王子だの何だの言っても、所詮私も他の男と同じ、本性は紳士の皮を被った狼らしい。
疚しい気持ちで選んだドレスをセシルは気に入ってくれるだろうか?
そもそも、母上が認めなければ話にならない。
午後、母上の護衛に腕輪で連絡して了解を得ると、早速資料を持って、母上の私室へ向かった。

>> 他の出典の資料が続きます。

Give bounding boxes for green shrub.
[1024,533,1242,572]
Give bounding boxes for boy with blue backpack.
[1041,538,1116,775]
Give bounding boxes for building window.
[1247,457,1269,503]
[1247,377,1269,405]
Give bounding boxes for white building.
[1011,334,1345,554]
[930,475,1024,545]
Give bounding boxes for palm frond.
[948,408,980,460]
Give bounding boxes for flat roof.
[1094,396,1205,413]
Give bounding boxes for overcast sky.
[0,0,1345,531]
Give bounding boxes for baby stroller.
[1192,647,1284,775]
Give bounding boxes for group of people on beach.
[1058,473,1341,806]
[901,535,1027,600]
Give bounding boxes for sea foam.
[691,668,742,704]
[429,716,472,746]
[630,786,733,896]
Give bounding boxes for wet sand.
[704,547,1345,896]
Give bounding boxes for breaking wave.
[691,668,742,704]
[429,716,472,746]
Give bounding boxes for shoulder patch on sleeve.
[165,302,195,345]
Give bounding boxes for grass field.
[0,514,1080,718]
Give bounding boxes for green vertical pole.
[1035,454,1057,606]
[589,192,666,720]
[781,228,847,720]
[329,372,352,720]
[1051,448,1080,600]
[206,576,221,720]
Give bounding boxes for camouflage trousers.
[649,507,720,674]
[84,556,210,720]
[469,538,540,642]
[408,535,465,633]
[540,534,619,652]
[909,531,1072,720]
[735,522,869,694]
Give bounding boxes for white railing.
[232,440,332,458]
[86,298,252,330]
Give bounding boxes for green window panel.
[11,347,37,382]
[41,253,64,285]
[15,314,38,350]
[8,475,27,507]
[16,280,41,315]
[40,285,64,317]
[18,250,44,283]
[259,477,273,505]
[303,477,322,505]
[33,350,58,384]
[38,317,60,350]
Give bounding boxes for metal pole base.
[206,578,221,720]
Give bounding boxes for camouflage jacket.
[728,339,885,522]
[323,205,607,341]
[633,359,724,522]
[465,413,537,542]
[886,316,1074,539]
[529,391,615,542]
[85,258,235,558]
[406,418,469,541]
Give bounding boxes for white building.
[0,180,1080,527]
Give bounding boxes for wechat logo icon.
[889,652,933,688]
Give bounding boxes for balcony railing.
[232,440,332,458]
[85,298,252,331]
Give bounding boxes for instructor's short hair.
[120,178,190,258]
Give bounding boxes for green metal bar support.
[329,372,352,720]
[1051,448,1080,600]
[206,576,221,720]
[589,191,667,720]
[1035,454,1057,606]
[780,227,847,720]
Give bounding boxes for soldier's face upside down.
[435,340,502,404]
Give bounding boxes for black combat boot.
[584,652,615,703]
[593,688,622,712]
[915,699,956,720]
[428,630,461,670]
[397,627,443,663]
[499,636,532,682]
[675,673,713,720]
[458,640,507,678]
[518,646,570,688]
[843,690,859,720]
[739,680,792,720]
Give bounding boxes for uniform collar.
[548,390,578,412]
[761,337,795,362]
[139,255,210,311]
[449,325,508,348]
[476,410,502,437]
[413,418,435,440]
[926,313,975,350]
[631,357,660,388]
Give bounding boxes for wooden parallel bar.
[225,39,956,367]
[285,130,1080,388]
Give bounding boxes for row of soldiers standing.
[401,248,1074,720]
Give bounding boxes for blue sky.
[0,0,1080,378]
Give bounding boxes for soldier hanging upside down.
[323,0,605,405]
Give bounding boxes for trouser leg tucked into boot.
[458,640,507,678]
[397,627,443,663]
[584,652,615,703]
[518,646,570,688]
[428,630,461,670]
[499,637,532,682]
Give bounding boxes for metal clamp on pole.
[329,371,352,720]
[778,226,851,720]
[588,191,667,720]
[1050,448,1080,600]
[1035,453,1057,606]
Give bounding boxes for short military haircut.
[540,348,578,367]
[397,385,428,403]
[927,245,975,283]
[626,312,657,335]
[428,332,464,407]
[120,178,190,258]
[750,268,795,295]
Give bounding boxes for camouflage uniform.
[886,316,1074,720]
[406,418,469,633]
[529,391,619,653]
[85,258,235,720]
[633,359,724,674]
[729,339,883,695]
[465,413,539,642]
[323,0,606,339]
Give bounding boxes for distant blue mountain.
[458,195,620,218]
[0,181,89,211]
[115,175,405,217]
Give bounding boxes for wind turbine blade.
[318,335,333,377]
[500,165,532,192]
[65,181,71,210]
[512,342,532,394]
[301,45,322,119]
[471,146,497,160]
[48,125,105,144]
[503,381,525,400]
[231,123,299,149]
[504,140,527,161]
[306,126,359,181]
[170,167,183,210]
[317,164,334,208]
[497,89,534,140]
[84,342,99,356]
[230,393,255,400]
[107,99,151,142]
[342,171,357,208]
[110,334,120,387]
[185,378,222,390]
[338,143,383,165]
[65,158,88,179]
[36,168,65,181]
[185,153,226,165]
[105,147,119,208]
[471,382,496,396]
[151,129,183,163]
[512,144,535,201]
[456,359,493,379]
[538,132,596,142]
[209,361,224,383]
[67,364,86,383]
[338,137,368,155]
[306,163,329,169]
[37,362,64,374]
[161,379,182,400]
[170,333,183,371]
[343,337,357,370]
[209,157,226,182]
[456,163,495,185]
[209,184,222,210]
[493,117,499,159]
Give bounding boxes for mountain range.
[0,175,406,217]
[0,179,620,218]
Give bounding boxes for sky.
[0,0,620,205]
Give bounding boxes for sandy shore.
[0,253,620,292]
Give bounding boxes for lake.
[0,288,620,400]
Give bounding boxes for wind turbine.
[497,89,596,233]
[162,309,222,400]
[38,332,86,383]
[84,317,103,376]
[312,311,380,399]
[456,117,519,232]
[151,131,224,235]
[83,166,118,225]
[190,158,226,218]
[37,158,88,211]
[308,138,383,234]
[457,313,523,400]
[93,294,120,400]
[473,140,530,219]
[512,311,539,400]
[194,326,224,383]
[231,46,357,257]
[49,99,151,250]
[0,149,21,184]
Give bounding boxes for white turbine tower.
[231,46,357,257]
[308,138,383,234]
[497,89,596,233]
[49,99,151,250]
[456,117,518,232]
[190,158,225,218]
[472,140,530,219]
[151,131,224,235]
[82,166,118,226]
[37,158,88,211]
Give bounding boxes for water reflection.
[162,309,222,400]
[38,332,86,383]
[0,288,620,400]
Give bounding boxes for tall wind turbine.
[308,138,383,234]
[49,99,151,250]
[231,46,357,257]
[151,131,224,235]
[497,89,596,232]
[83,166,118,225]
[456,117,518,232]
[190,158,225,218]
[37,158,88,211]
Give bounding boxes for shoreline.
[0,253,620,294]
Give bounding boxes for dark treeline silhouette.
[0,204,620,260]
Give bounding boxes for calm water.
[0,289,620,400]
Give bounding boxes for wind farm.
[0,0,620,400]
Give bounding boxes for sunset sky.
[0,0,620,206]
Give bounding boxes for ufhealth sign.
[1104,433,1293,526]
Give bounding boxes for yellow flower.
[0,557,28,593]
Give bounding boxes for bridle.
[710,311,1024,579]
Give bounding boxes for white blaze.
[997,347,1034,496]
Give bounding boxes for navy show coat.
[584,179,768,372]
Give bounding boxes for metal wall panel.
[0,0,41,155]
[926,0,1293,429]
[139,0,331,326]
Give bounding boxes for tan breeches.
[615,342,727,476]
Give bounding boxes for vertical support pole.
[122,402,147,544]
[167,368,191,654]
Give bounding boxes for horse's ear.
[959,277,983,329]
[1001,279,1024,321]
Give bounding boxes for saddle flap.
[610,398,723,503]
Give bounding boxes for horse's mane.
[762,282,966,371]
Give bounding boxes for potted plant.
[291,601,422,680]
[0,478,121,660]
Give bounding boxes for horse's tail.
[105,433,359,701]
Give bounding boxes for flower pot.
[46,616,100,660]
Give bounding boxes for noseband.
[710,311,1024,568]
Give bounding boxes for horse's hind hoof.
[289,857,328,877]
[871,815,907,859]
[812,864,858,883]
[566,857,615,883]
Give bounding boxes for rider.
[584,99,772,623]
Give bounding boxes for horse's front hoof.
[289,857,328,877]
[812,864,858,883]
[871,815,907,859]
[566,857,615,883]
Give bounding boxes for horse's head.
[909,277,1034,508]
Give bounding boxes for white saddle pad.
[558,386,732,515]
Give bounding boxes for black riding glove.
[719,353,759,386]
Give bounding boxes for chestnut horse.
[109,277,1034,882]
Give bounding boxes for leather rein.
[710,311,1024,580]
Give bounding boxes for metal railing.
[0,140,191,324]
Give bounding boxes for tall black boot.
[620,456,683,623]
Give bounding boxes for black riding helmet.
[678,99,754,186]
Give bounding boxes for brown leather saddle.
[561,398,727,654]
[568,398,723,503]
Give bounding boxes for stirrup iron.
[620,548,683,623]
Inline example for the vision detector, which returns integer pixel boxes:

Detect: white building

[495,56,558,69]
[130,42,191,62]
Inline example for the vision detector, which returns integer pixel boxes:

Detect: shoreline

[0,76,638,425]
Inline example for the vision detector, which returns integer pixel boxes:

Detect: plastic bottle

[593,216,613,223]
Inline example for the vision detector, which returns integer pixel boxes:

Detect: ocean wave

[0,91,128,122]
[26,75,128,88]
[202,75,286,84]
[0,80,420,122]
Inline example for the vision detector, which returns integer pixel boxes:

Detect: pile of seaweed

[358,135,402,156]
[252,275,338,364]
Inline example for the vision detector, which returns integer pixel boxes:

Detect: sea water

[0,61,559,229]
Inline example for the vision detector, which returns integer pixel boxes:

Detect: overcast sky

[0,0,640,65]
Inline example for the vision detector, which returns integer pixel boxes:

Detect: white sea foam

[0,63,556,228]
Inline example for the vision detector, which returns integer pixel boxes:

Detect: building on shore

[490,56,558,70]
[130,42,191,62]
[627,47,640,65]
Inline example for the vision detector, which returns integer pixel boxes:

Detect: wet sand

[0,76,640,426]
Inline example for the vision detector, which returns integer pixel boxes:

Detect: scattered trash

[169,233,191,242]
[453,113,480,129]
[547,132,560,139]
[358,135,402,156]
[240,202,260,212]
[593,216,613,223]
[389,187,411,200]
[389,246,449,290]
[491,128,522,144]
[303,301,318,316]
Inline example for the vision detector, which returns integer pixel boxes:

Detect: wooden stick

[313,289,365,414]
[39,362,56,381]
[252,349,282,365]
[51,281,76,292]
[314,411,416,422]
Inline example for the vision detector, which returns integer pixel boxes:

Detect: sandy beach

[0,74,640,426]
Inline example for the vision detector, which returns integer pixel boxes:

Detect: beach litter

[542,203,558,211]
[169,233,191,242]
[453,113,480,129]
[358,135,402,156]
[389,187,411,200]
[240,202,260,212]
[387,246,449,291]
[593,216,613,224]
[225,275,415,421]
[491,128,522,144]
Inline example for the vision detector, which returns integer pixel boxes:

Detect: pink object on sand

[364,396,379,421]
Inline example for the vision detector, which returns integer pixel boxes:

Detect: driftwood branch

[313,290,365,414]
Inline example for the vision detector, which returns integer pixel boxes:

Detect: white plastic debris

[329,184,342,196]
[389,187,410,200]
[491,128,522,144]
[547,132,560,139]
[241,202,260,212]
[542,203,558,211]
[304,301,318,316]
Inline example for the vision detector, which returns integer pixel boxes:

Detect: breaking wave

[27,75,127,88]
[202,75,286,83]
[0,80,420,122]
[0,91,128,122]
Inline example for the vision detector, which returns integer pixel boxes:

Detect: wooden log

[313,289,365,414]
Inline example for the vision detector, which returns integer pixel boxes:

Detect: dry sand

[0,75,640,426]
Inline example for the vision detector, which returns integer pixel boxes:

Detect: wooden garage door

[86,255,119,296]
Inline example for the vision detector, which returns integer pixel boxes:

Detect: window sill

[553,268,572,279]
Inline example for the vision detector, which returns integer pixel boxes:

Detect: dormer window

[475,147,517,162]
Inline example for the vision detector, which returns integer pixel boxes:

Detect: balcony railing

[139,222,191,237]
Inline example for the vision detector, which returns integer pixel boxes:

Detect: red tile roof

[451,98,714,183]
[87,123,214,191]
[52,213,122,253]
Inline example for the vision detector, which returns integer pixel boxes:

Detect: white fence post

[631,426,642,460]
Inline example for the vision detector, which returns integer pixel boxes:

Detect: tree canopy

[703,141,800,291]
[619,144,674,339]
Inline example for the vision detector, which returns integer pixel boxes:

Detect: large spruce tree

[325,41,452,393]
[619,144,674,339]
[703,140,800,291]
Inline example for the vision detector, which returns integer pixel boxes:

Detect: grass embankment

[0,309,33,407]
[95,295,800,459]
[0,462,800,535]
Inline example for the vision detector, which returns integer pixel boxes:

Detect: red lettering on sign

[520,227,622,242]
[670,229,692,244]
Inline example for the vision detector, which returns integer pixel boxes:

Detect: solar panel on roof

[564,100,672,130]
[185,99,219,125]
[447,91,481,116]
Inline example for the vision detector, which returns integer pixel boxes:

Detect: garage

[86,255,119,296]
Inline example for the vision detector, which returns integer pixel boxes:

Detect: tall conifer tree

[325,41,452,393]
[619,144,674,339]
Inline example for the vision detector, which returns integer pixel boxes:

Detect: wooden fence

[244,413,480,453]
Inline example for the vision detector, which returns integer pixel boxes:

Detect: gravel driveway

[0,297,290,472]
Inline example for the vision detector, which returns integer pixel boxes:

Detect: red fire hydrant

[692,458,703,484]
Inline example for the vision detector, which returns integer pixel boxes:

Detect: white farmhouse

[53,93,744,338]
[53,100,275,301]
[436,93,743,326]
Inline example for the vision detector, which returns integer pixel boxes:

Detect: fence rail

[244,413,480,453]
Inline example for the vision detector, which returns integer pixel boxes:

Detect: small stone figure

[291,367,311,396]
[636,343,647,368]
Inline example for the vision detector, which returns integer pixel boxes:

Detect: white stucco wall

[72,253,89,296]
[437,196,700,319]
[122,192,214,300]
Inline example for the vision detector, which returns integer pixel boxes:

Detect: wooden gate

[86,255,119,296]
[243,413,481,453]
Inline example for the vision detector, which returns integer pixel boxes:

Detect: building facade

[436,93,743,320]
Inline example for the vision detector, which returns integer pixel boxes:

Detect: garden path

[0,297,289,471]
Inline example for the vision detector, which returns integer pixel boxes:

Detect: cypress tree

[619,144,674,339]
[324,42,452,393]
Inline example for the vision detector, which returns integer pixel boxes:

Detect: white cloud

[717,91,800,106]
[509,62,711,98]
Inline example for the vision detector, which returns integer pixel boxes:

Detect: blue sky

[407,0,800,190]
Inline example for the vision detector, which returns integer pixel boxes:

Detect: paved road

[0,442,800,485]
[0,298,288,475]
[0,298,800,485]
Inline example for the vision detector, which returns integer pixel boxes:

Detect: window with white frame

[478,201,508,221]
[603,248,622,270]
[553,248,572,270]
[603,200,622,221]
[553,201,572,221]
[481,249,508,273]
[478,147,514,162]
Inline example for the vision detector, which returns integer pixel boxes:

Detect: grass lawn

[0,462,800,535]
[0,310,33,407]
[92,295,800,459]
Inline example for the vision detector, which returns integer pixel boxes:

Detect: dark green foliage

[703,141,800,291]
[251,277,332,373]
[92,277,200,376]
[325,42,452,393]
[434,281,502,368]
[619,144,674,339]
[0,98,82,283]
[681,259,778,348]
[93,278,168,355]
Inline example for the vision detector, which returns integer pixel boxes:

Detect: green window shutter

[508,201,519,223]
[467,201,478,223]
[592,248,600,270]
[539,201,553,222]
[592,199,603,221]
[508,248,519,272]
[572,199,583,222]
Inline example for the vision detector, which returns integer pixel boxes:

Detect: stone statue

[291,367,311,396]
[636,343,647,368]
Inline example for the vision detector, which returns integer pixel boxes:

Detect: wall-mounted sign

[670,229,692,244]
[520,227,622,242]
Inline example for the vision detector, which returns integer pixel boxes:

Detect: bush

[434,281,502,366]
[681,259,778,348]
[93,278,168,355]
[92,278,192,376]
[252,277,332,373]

「結婚から逃げ続けていた貴方が、積極的に婚約者のドレスを選ぶようになるなんて、人生分からないわね。」
母上に心配をかけていた自覚があるだけに、若干気まずい。
「私の話は良いので、選んだドレスの感想を聞かせて下さい。」
そもそも女性のドレスなんて選んだのは初めてだ。
夜会の令嬢が着ているドレスを思い出して、好みでは無いと感じたデザインは排除したが、彼女達は流行のドレスを着ている筈だ。
母上だって流行の最先端には敏感だ。
私の選んだドレスがどう見えるか、不安しかない。
「ふふっ、良いわね。どれもセシルちゃんによく似合いそうだわ。後は私とアリッサに任せて頂戴。」
「はい、よろしくお願いします。」
やれやれ、合格を貰えて良かった。選び直せと言われたら、流石に無理だった。
「レリック、貴方が選んだ最高のドレスを着るセシルちゃんを見たいなら、必ず、無事、任務を完遂なさい。」
「はい。」
私がセシルに弱いと、母上に見透かされているのは癪だが、母上なりに心配して私のやる気を上げようと、そのような言い方をしたのだろう。
そんな事、言われなくても、絶対に無事、魔溜まりの任務を終わらせて、セシルと結婚するつもりだ。
とはいえ、私の選んだドレスに身を包んだセシルを見たいか、だと?
そんなの、見たいし、愛でたいし、堪能したいに決まっているだろう。
認めよう。やる気は上がった、と。